3) I use Read&Write for Google to simulate PARCC-like accommodations for students. Read&Write for Google is a great, free Chrome extension that will simulate text-to-speech and in-line reading for students. The paid version has an awesome highlight feature as well as a regular dictionary AND picture dictionary. Both are amazing for ELL students. The best part? The amazing people at Text Help will give teachers the paid version of Read&Write for free! Just follow this link and fill out the form! Make sure to thank them!

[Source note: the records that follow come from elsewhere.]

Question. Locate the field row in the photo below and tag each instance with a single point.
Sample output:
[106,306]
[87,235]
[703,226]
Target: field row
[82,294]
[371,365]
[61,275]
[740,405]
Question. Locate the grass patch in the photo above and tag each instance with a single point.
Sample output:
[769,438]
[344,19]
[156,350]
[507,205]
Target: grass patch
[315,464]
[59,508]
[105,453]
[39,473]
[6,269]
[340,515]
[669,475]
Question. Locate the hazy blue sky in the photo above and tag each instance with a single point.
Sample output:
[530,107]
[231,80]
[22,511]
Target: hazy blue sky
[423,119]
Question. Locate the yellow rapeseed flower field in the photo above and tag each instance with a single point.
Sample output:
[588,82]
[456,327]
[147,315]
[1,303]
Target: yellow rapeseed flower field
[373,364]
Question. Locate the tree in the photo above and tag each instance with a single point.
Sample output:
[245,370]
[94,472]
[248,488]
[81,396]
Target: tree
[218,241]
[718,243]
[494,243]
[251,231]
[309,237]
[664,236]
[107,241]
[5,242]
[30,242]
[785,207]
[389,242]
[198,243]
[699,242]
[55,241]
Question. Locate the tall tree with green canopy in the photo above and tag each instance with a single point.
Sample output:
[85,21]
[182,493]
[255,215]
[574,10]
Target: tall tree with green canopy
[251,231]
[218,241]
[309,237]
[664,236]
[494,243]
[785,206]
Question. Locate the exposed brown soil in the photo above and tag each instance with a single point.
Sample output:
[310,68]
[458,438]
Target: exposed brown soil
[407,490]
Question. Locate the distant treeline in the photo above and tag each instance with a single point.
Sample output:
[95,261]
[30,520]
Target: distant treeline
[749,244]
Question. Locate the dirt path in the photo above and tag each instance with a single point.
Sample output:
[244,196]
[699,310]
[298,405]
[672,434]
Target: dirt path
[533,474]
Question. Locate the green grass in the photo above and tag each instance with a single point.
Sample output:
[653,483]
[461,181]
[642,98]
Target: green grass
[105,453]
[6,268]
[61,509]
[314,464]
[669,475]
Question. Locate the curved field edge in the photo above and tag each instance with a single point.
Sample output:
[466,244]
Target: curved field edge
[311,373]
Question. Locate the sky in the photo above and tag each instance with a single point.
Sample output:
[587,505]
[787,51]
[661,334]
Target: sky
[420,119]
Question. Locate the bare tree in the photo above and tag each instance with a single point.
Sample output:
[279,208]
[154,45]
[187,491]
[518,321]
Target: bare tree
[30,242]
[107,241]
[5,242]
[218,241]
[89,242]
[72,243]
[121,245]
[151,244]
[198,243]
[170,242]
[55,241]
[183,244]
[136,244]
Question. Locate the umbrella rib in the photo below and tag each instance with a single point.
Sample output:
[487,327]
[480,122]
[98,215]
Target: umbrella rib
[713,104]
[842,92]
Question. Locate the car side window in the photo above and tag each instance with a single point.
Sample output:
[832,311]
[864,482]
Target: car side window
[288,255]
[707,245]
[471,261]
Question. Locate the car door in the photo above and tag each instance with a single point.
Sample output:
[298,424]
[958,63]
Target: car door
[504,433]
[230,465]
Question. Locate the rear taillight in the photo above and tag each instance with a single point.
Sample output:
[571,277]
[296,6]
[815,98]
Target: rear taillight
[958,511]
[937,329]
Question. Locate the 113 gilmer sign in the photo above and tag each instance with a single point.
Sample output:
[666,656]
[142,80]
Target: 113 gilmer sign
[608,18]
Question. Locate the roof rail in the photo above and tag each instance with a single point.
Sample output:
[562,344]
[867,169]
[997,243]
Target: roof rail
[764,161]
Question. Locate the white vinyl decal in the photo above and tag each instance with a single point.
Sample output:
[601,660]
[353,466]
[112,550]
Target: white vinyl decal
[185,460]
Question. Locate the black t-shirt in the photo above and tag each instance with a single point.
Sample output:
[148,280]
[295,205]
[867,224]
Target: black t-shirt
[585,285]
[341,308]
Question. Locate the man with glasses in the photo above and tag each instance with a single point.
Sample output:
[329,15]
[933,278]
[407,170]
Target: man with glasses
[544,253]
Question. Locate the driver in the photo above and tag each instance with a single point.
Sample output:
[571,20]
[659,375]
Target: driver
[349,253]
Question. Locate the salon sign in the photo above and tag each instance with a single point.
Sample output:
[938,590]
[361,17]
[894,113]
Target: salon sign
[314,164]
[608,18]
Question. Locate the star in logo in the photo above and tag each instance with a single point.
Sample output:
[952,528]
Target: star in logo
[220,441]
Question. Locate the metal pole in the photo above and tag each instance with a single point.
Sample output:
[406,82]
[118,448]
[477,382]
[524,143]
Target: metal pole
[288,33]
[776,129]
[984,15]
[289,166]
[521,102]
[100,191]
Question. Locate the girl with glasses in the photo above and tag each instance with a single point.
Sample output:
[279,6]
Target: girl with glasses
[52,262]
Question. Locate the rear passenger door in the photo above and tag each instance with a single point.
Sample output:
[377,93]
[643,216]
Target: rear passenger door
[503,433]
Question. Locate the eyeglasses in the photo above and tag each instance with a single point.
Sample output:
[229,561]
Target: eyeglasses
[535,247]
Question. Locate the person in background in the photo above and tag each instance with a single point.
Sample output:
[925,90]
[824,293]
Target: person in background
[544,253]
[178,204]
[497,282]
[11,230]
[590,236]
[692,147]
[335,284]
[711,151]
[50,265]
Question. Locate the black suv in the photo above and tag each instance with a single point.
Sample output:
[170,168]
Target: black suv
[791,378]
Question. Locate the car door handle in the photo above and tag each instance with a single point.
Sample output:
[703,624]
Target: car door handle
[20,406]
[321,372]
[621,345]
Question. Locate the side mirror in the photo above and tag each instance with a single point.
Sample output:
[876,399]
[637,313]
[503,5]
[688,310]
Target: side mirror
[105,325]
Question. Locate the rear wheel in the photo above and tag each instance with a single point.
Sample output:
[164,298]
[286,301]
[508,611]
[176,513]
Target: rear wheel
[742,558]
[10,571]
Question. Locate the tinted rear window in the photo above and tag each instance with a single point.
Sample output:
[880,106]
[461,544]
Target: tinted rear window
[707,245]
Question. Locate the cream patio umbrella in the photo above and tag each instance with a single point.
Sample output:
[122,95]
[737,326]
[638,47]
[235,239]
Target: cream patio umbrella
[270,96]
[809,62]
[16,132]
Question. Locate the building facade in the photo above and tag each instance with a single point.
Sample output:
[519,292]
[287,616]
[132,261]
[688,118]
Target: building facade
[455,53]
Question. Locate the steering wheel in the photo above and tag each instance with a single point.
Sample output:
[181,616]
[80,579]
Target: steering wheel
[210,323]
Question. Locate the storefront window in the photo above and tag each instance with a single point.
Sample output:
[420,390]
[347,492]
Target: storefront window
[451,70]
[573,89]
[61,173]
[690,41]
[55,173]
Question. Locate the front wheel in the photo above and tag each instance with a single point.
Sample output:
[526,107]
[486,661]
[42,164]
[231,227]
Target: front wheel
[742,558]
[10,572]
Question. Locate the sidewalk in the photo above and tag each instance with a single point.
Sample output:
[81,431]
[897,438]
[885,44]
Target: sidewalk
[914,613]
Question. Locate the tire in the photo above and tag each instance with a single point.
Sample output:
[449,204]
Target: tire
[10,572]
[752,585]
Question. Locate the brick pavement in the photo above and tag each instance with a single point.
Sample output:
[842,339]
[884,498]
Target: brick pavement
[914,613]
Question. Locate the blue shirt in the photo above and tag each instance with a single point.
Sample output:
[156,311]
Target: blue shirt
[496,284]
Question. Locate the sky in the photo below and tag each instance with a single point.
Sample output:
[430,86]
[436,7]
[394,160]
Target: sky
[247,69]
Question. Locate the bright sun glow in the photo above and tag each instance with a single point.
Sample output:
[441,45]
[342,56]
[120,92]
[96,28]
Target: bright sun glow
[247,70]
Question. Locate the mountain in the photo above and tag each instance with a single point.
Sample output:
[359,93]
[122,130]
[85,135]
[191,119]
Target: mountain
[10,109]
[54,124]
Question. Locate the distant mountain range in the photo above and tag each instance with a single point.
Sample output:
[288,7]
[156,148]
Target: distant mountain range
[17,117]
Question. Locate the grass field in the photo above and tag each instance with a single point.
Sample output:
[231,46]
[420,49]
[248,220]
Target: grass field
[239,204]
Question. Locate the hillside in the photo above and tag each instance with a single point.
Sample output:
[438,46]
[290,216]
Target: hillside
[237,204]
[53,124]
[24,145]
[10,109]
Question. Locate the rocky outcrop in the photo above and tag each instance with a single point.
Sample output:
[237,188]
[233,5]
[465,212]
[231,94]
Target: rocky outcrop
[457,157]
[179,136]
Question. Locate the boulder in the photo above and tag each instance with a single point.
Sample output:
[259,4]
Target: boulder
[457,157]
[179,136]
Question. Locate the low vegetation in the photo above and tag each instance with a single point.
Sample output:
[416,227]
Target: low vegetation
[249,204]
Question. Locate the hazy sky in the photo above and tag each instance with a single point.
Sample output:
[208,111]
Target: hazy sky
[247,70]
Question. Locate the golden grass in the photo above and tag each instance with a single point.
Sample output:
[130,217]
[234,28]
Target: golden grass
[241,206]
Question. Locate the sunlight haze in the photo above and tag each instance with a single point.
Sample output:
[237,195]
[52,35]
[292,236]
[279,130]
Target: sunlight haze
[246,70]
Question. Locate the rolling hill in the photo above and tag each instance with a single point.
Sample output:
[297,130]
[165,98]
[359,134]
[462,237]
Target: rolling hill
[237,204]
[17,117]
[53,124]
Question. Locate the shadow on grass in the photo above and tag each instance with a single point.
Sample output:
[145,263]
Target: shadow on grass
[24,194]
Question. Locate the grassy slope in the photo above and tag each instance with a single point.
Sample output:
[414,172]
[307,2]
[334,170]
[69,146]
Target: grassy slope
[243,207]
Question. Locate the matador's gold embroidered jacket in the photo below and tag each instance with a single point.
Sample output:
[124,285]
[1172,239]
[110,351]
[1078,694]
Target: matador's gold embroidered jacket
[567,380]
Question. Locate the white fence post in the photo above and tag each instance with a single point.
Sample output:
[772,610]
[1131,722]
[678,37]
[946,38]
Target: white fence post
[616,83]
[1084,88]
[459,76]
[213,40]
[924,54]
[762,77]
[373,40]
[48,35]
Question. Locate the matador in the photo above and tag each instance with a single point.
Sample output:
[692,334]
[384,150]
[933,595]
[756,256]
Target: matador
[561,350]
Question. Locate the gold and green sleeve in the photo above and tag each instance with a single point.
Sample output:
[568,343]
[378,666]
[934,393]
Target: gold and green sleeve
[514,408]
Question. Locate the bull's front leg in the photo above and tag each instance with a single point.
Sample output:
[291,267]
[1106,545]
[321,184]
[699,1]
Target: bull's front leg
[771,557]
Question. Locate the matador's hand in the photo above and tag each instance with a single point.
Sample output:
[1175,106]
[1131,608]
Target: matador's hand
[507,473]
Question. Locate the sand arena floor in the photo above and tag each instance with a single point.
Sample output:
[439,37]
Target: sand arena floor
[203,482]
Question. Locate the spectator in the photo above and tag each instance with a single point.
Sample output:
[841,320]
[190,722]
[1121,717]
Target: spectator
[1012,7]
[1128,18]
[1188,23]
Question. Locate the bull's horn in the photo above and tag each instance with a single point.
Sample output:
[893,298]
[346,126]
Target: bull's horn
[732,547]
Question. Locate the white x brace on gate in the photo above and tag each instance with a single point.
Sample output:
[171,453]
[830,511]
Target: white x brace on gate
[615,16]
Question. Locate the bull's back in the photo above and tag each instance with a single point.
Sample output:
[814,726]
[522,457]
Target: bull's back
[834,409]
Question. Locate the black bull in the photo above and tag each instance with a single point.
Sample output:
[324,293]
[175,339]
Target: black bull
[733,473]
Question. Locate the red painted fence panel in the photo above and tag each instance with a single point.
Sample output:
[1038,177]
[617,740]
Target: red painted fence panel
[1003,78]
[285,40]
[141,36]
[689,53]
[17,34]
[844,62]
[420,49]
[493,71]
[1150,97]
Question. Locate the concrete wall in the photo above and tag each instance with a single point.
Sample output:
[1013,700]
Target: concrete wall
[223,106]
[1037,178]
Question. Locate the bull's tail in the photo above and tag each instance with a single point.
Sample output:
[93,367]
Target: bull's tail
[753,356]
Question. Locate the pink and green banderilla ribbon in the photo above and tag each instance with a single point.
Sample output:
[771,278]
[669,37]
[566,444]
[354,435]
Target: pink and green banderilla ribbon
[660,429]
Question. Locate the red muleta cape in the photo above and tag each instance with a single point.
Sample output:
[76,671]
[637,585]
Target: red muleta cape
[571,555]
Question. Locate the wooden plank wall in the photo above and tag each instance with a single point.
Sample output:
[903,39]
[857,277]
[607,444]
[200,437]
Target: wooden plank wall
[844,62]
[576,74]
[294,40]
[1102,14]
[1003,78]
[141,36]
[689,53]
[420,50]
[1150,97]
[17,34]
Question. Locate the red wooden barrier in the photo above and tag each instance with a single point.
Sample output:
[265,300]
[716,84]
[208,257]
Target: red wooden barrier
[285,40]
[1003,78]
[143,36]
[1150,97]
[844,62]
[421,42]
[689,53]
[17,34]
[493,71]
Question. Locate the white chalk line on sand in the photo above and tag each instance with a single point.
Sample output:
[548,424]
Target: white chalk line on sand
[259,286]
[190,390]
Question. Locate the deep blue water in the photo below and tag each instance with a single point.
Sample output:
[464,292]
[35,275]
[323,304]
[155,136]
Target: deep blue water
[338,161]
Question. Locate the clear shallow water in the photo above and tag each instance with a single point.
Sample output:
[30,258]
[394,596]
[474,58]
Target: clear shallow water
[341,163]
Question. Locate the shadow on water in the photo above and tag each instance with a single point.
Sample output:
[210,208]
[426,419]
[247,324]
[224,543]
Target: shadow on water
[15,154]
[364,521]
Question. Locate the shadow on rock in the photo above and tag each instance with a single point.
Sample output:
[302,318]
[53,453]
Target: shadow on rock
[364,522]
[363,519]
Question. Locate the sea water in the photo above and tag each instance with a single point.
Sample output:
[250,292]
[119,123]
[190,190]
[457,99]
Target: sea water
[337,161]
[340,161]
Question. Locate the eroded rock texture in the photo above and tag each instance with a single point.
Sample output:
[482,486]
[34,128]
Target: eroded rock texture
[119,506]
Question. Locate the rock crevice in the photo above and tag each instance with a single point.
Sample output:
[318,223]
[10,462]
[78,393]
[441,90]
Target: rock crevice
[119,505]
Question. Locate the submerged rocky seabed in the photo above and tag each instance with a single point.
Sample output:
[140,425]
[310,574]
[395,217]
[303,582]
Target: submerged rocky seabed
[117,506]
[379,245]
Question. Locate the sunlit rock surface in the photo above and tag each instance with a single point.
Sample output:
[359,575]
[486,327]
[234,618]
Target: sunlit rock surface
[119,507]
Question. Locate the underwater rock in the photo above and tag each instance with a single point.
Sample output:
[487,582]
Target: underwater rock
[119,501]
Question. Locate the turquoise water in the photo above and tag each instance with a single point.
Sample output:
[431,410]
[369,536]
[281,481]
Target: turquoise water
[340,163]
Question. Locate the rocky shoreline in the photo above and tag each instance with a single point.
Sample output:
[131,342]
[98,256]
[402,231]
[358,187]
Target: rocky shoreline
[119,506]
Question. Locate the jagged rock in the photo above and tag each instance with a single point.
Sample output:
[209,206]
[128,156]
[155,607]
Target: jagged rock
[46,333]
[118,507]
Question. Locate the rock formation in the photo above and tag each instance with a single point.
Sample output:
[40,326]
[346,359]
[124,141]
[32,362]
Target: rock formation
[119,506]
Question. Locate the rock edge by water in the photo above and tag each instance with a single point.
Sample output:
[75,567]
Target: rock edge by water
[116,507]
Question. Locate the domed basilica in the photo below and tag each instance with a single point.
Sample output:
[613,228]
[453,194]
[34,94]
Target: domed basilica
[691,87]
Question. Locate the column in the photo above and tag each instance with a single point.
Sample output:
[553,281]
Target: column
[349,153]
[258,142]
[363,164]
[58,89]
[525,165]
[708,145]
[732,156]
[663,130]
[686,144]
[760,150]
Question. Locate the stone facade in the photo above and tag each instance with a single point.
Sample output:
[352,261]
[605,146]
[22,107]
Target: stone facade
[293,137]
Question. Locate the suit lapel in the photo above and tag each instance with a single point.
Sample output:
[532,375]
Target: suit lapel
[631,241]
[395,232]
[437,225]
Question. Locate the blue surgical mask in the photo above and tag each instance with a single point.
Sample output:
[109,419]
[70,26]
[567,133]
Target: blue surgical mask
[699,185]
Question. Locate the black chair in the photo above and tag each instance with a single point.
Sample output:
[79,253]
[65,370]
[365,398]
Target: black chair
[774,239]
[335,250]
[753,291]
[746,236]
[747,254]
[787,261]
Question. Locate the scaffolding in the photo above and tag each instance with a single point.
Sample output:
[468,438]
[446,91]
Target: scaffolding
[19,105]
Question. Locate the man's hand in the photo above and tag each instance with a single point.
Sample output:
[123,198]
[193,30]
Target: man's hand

4) Google Drawings for digital manipulation is great in theory, but I’m struggling with the execution. I have students make a copy of the Drawing and then drop the link back into the Google Form for the teacher to grade. It’s a bit clunky, but works especially well if a teacher just does one per assessment. If you have any advice on how to create a better work flow so students can practice with manipulation like in the example below, let me know!


Even if you’re not a PARCC state, play around with my PARCC-like assessment to get an idea of the different testing environments made possible by GAFE. I’m always looking for ways to improve, so feel free to give me some feedback or ideas. Either way, I hope this helps you think about how we can best prepare our kids for the new types of testing they will be taking part in… whether we like it or not.